Now, this is currently the only way for them to get patients to a clinic.

Kahsa with the traditional method of transporting patients.

“A woman from our village died from bleeding when she delivered her baby at home during the conflict,” remembers Kahsa.

Experts warn that delivering at home here is a potentially high risk for the mother and the newborn, because things can go wrong at any stage during childbirth, and the conflict has made access to even the most basic medical care precarious.

The mother could bleed out, endure an obstructed labor causing a fistula, or suffer a seizure.

Kahsa is part of a Women Lead in Emergencies group supported by CARE and our partner in the SELAM project.
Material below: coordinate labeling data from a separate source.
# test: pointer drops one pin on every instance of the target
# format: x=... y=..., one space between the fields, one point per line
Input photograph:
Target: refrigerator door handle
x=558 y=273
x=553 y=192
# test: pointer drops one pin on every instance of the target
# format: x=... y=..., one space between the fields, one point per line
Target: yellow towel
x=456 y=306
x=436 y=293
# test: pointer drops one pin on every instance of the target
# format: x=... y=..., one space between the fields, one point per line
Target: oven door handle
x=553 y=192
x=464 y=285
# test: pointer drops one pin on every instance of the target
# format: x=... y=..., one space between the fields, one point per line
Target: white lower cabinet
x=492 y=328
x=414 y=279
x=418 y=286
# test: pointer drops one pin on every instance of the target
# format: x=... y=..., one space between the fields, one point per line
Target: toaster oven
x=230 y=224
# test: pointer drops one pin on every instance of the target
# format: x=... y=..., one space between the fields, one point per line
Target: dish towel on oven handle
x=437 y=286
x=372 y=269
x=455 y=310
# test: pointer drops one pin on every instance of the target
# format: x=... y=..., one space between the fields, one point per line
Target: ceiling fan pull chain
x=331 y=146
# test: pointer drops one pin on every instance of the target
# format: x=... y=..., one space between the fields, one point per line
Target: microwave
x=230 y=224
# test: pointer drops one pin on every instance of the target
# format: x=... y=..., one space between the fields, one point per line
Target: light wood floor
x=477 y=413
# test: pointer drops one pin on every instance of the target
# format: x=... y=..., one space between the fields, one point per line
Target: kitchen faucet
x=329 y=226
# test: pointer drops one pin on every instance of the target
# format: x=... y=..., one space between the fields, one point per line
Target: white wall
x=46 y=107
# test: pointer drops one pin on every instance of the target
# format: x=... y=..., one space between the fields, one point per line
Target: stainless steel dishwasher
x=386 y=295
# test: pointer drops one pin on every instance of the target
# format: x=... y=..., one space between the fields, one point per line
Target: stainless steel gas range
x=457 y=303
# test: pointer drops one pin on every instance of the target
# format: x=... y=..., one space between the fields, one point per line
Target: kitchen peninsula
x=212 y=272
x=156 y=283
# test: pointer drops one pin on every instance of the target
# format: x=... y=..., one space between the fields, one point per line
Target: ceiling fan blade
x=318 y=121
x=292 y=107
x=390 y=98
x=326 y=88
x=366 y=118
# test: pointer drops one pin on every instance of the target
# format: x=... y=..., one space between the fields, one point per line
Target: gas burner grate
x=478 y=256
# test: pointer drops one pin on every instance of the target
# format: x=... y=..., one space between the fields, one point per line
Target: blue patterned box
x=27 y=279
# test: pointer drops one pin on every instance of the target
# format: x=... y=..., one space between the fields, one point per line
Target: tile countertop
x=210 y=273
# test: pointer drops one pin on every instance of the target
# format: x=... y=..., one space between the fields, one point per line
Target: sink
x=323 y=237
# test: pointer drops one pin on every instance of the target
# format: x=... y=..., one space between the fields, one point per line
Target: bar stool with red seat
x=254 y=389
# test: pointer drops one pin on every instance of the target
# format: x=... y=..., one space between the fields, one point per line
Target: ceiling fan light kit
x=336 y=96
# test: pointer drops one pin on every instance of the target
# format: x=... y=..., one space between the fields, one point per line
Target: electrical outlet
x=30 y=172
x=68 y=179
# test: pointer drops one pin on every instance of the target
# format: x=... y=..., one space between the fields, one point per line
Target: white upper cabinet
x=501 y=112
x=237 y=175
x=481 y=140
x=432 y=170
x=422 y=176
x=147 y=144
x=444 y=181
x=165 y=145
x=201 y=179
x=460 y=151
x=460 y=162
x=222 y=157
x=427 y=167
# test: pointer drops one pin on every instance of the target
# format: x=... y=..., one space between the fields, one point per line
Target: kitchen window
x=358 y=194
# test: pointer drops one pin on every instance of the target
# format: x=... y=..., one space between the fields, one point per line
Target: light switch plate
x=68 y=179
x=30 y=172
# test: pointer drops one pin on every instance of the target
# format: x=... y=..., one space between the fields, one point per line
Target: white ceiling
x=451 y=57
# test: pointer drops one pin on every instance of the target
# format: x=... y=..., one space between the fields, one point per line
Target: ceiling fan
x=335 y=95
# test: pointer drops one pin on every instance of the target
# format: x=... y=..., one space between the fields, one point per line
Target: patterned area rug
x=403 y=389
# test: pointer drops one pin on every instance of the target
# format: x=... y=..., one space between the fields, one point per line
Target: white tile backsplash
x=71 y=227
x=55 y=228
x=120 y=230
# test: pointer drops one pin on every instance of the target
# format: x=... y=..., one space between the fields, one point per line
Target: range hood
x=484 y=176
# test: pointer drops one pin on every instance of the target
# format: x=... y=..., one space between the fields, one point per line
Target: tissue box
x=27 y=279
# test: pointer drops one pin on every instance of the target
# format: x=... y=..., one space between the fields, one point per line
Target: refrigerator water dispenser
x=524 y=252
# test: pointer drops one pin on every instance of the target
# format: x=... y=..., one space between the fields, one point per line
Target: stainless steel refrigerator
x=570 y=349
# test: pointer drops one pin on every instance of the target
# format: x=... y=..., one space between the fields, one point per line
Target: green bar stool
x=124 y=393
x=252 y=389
The group brings together 25 women to discuss gender-related topics such as women in politics, female-led businesses, and violence against women, and to strengthen their voices in the community.
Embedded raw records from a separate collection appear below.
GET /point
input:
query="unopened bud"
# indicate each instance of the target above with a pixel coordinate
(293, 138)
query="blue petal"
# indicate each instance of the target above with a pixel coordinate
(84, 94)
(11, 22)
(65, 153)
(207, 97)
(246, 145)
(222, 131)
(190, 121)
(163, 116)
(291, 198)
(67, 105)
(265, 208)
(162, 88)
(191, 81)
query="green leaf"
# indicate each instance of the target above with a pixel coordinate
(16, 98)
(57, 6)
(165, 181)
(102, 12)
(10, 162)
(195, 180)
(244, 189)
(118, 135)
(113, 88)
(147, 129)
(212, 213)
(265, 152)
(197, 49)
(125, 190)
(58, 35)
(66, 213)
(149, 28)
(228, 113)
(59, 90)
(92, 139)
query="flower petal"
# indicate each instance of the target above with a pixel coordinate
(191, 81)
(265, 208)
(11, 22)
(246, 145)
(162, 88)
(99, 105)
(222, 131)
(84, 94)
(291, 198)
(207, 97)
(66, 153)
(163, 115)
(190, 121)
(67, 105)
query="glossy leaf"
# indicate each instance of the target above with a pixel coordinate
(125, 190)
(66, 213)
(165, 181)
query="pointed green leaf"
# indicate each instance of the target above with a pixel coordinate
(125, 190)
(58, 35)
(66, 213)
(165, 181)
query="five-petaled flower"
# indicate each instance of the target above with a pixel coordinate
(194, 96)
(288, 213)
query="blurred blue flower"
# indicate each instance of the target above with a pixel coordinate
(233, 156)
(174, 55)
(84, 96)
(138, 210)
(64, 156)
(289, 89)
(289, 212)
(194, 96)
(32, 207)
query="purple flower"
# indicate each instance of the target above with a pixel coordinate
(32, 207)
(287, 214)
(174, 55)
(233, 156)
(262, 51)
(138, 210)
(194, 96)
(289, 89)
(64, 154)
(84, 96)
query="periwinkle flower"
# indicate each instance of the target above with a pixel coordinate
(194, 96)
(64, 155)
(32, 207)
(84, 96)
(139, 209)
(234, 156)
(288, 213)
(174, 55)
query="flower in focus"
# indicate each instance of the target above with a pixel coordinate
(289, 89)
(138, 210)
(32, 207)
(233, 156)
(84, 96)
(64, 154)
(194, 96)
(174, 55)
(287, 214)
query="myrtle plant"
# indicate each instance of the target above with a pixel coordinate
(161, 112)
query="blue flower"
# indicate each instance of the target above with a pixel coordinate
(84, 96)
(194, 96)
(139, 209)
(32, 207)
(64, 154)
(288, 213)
It is relatively safe now that the worst of the conflict is over, but the villagers still have no means to get to the clinic.
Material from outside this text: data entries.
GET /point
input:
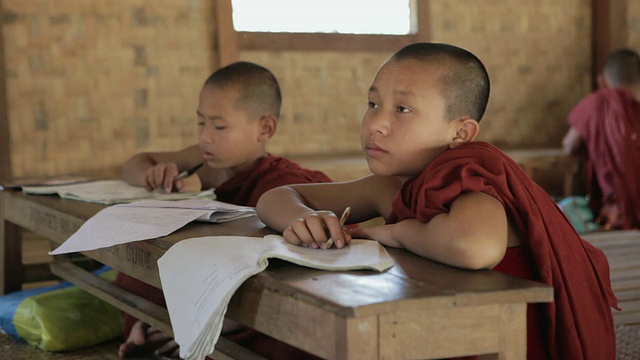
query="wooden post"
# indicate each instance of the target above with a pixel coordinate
(226, 37)
(5, 140)
(609, 32)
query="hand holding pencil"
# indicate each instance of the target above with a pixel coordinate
(158, 181)
(343, 219)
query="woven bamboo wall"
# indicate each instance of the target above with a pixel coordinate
(90, 83)
(537, 54)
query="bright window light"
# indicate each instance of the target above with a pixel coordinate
(390, 17)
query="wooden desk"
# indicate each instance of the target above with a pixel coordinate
(417, 309)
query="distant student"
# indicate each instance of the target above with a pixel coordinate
(605, 131)
(456, 201)
(237, 115)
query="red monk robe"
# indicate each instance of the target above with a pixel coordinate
(608, 121)
(242, 189)
(578, 324)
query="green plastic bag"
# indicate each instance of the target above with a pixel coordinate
(67, 319)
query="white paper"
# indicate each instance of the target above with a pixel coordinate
(110, 192)
(149, 219)
(200, 275)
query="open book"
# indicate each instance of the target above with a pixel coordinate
(200, 275)
(147, 219)
(111, 192)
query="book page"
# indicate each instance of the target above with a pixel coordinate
(200, 275)
(110, 192)
(360, 254)
(147, 219)
(116, 225)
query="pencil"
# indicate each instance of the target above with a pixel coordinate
(185, 174)
(343, 219)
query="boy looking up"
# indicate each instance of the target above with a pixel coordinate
(460, 202)
(237, 113)
(605, 131)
“Even after the conflict,” Kahsa says, “there still are no medical transportation services. So, in one of our meetings we discussed the high numbers of home deliveries and found a solution together.”

A meeting of a Women Lead in Emergencies group in Tigray.

They resorted to the old traditional way of transporting patients, with sticks and cloth.

It’s a working system, but not a replacement for adequate access to health facilities.

“This month a woman lost her baby because it was in a wrong position. I was responsible for getting the stretcher to her, but I was too late to save the baby,” remembers Kahsa.

She herself is a mother of three, so she knows first-hand why access to maternal health is so important.

“My firstborn was a home delivery. I was bleeding a lot, and for three days I could not stand on my own. My family had to carry me everywhere. There was a tear, and it took a lot of time to heal,” she says.

Her second child was born in a clinic.

“My baby had a wrong position, and I had an emergency operation and stayed in the clinic for three months. It saved my life and that of my child,” she says.

"We are trying our best to reduce the number of home births, but it is so difficult without an ambulance service," says Kahsa, here in front of her house in Tigray.

The clinic close to Kahsa’s village is in poor condition.

“The clinic was heavily damaged and only open for the last year, but it is lacking supplies. Before the SELAM project it also did not have any access to water, so the women delivering babies had to bring a 5-liter jerrican of water with them for their own treatment,” says Kahsa.

Only 3 percent of health facilities in Tigray have been fully functional since the conflict due to lack of supplies and partial or total damage to facilities. 93 percent of referral facilities lack the basic supplies necessary for providing essential services for pregnant women and newborns .

“We need to do more for mothers,” says Kahsa.

Since the onset of the conflict, the maternal mortality rate in the region has increased fivefold, according to a study by the Regional Health Bureau.

This level is comparable to those of 22 years ago. Most deaths are due to easily preventable causes such as bleeding. More than 80 percent of the mothers died outside of a health facility. Before the conflict, there were less than 200 maternal deaths per 100,000 births in Tigray. Now the average is 840 , which is 210 times higher than the maternal mortality rate in Germany/168 times higher than the maternal mortality rate in Austria .

“The women get pregnant and cannot access care. And if she’s in labor she cannot travel. There are no ambulances and we do not have the money to pay for private transportation. So, what should we do?” asks Kahsa.

And even when they get to a health facility they often cannot be helped.

Kahsa and the women’s leadership group are trying to change that.

The Women Lead in Emergencies group in Tigray.

“I am trying to support women in my community and to encourage the group to stand up for their rights. Before we were not represented in society. Our husbands were the head and represented us. Now we are part of the decision-making. It was a taboo to speak for the community. Now we speak loudly. We finally have a voice and fight for us mothers.”